Gorden Wagener, recently retired chief design officer for Mercedes-Benz Group AG, has been named this year’s EyesOn Design Lifetime Design Achievement Award winner. Prior to joining Mercedes-Benz in 1997, Wagener was an exterior designer for Volkswagen, Mazda and General Motors.

“We are excited to celebrate Mr. Gorden Wagener as the 2026 EyesOn Design Lifetime Design Achievement Award recipient,” EyesOn Design Chief Judge Glen Durmisevich said in a press release. “Mr. Wagener has energized Mercedes-Benz products with beauty, style and purity of design while retaining the brand’s recognition. He was chosen by the past recipients of the award, making this one of the highest forms of peer recognition within the automotive design community.”

Wagener will be recognized during the Vision Honored gala June 19 at the Grosse Pointe Yacht Club in Grosse Pointe Shores.

The EyesOn Design car show and related events are fundraisers for the Detroit Institute of Ophthalmology, which provides programs and services for blind and visually impaired individuals in the region. The DIO is also the research arm of Henry Ford Health.
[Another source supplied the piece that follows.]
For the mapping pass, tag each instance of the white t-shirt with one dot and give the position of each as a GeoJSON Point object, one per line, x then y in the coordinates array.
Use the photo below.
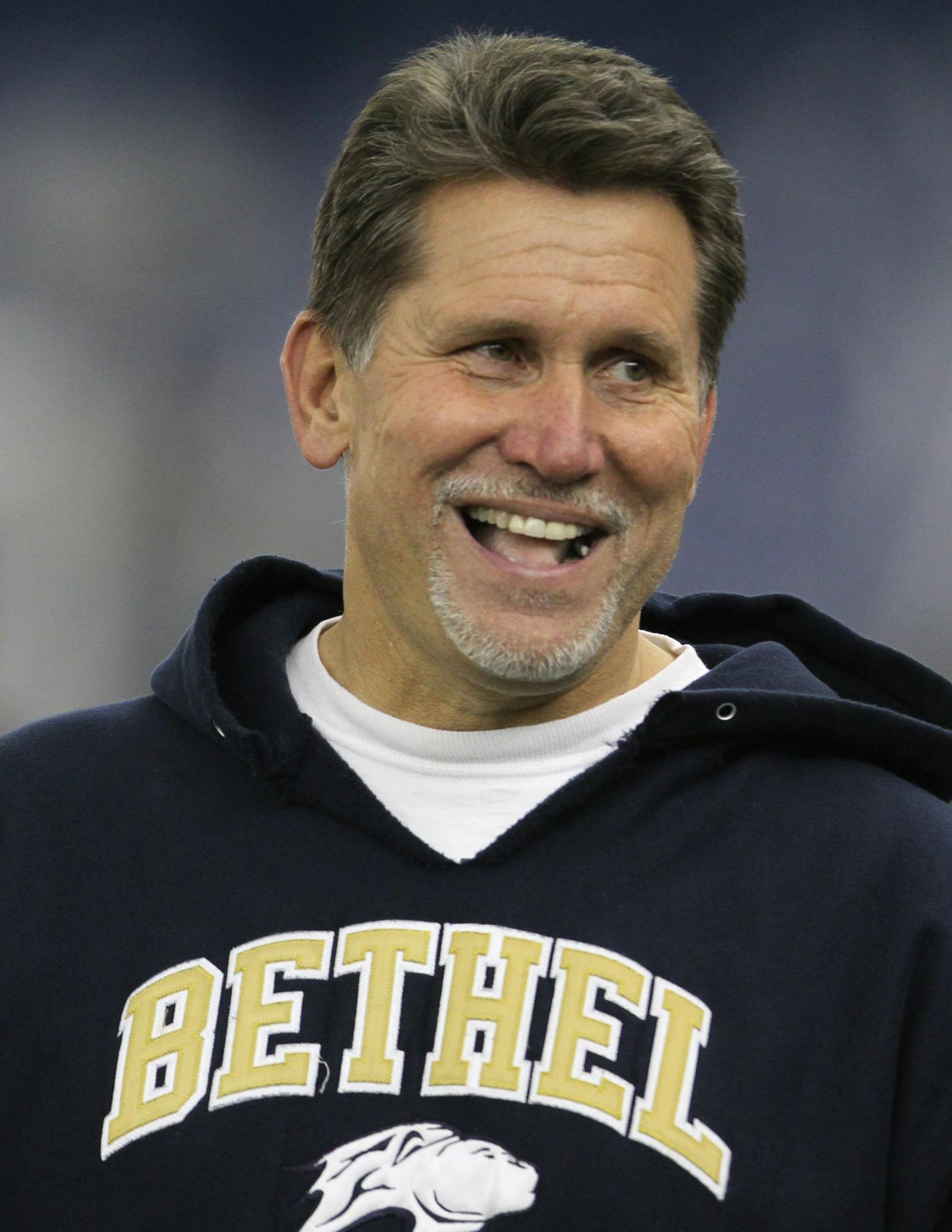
{"type": "Point", "coordinates": [459, 791]}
In addition, EyesOn Design is a critical fundraiser for the DIO’s biennial research congresses — The Eye and the Chip, about artificial vision, and The Eye, the Brain and the Auto — which take place on alternate years. The congresses have been taking place for more than 20 years. Bringing international researchers together has enabled them to share their findings and collaborate, something that has led to important breakthroughs.

The DIO was founded in 1970 by Dr. Philip C. Hessburg, who served as its medical director for decades and created the international research congresses. Hessburg died in October 2024 at age 94, but his legacy lives on, as do the many important medical and vision-related inventions he built during his lifetime.

That EyesOn Design is held at the Ford House seems fitting, given that this is the former estate of Edsel Ford, who was as well known for his automotive design as his philanthropy, and this is the home where he and his wife, Eleanore, raised their children.

“For 39 years, EyesOn Design has found a natural home at Ford House, and that is no accident,” Ford House President and CEO Mark Heppner said by email. “Edsel Ford was one of the most influential design advocates of his era — a man who understood that an automobile could be a work of art. To welcome these extraordinary vehicles onto these grounds, among the gardens and along the lakeshore that the Ford family called home, is to honor that legacy in the most fitting way imaginable. And there is something truly special about sharing that experience on Father’s Day — it is a celebration of design, of heritage, and of the simple joy of exploring something beautiful together as a family.”